On social, panic buying is being discussed in two distinct ways: 1) people are posting about their own panic buying, showing images of carts filled with toilet paper, water bottles, and frozen meals; and 2) people are posting pictures of empty shelves or other people’s carts as a way to shame supposed panic buyers.
A source of information as well as misinformation
Never have we had more realtime information available at our fingertips in the face of a worldwide event. Such information can help keep us safe, providing us with a better understanding of what is occurring and how it might impact us and those we love. Yet, social media can also spread falsehoods, including miracle preventative measures, false claims about the implementation of martial law, conspiracy theories, and more.
Finding trusted sources of information regarding COVID-19 is extremely important.
Social media companies are working to combat misinformation on coronavirus
At a time where many of us are grappling for as much information as we can get our hands on, the public is especially susceptible to false and sometimes hazardous claims, which are then passed on to others.

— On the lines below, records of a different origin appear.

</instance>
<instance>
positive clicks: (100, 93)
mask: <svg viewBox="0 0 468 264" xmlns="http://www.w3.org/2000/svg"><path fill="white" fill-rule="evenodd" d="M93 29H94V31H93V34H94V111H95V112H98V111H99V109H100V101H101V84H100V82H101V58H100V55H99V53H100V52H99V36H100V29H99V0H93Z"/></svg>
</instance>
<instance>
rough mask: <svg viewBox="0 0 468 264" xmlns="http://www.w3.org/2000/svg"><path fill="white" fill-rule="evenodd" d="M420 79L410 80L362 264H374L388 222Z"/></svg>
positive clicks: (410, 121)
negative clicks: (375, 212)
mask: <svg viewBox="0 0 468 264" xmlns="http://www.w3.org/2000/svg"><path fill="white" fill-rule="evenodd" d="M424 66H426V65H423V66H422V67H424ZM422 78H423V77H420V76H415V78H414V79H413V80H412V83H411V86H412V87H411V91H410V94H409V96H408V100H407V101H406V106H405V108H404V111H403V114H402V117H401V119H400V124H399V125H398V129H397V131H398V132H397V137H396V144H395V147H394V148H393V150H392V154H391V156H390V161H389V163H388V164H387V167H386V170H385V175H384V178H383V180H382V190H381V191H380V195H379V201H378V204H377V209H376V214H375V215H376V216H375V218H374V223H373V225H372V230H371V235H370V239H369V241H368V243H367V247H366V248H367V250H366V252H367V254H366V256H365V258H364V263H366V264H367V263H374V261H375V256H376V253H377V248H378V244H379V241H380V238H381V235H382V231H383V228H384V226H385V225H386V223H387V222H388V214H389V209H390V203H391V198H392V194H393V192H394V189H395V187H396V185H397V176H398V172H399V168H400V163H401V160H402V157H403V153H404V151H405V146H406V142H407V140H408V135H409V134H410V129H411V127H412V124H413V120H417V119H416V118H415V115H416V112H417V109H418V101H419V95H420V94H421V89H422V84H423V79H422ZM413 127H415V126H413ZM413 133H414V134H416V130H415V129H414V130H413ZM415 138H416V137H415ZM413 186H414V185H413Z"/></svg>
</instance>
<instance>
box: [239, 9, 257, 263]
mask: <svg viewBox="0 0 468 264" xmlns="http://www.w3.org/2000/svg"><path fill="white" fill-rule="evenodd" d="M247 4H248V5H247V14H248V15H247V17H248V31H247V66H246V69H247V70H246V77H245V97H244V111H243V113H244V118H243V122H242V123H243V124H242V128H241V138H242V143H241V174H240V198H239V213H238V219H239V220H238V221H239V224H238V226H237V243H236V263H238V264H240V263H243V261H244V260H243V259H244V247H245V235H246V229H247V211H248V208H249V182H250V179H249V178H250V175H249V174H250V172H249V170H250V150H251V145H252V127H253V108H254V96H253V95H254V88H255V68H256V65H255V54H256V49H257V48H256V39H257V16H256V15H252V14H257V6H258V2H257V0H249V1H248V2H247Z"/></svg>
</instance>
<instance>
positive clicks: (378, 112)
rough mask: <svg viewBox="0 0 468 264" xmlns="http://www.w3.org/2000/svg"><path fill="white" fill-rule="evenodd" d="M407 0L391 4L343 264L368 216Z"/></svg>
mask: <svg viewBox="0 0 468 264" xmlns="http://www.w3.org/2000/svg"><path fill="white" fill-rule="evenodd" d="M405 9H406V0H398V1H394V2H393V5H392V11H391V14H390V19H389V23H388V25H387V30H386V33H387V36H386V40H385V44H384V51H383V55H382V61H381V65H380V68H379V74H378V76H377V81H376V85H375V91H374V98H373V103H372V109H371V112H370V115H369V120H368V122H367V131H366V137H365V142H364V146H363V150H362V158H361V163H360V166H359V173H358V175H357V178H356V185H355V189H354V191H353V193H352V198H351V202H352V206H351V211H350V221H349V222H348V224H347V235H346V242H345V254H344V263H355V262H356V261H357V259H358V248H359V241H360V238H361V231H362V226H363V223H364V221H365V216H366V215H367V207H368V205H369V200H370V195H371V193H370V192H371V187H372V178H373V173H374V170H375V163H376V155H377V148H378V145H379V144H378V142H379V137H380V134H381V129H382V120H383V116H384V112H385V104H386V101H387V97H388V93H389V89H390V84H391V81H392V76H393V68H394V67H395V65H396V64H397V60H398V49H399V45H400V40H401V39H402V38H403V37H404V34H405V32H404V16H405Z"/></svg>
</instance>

untrustworthy sources on social media
The best rule of thumb for making sure information is accurate is to check original sources and make sure that (a) those sources are indeed trustworthy, and (b) the information was relayed accurately. Just because someone claims to have learned something from a reliable source doesn’t mean they’re relaying that information accurately.
If you’re the one presenting information, whether on behalf of a business or your personal account, it’s your responsibility to cite and fact-check your own sources. Be wary of using verbiage that is alarmist or absolute. There are still so many unknowns about the virus, and nobody is sure what the coming weeks and months hold. It’s always best to be cognisant of this and avoid unnecessary bold statements.